• CHAPITRE 4: CAMERI HEDERA

     

      
    PETIT PASSAGE PAR L'ANACHRON, CHEZ CAMERI, PASSEUR MAUDIT . C'EST LE CALME AVANT LA TEMPETE, CAR BIENTÔT L'ANACHRON SERA PRIS D'ASSAULT !
    ATTENTION, L'ENDROIT REGORGE DE SURPRISE ET Y VIVRE PEUT SE REVELER DANGEREUX !

     

     

     

        cameri dans la bibliotheque La géographie du monde avait quelque peu changé depuis deux siècles mais elle restait, en dehors des bouleversements climatiques et politiques, encore relativement reconnaissable.

     

         Le globe avait été re-découpé en plusieurs zones de tailles assez disparates en fonction de la concentration de population et non des frontières.
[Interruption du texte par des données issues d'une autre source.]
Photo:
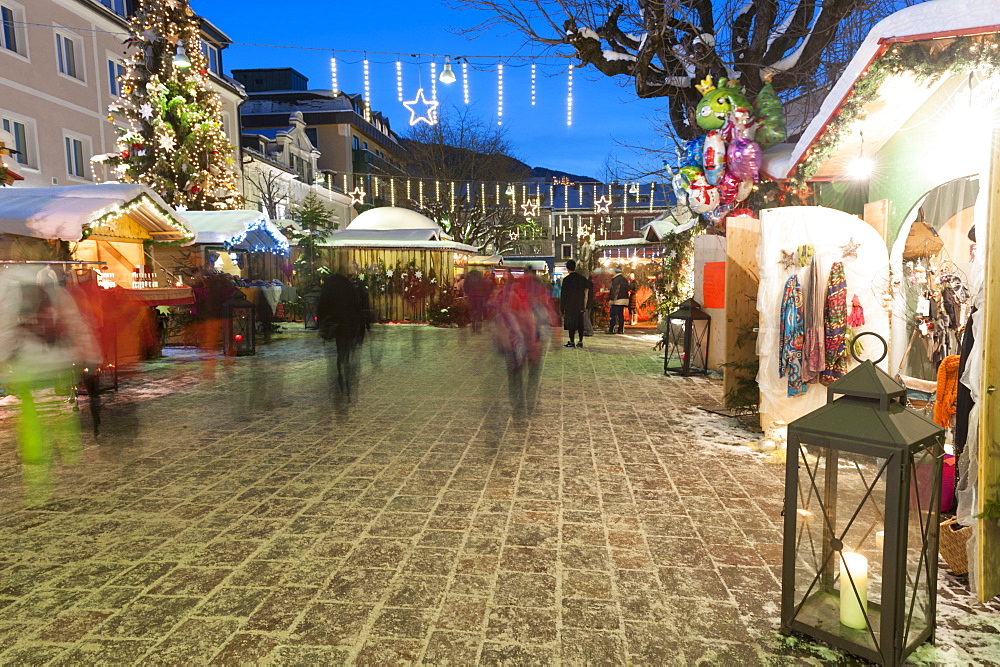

Dans l’hémisphère Nord principalement cerné de désert, ne se trouvait qu’une seule grande zone et dans cette zone regroupant plusieurs cités une seule dépassait tout juste les cent mille habitants : la cité 0125.

         Automobiles et autres véhicules individuels avaient presque totalement disparu de la circulation, on s’y déplaçait en underbus, en train ou en métro. Tous ces réseaux souterrains avaient vidé les rues et les avenues des feux rouges, panneaux de signalisation, marquages au sol, garde-corps et potelets disgracieux en dehors de quelques artères principales où circulaient encore quelques antiquités bruyantes.

     

         La cité faisait face à l’océan et on pouvait voir depuis ses quais, l’ombre de l’île dévastée et de sa tour se découpant à l’horizon. A quelques bâtiments de là, dans un quartier industriel un peu sulfureux mais pas des plus dangereux se dressait le fameux Anachron. Les Aes qui donnait cette couleur cuivrée à la ville, n’avaient pas épargné sa façade de brique qui s’élevait sur trois étages entre deux hangars désaffectés.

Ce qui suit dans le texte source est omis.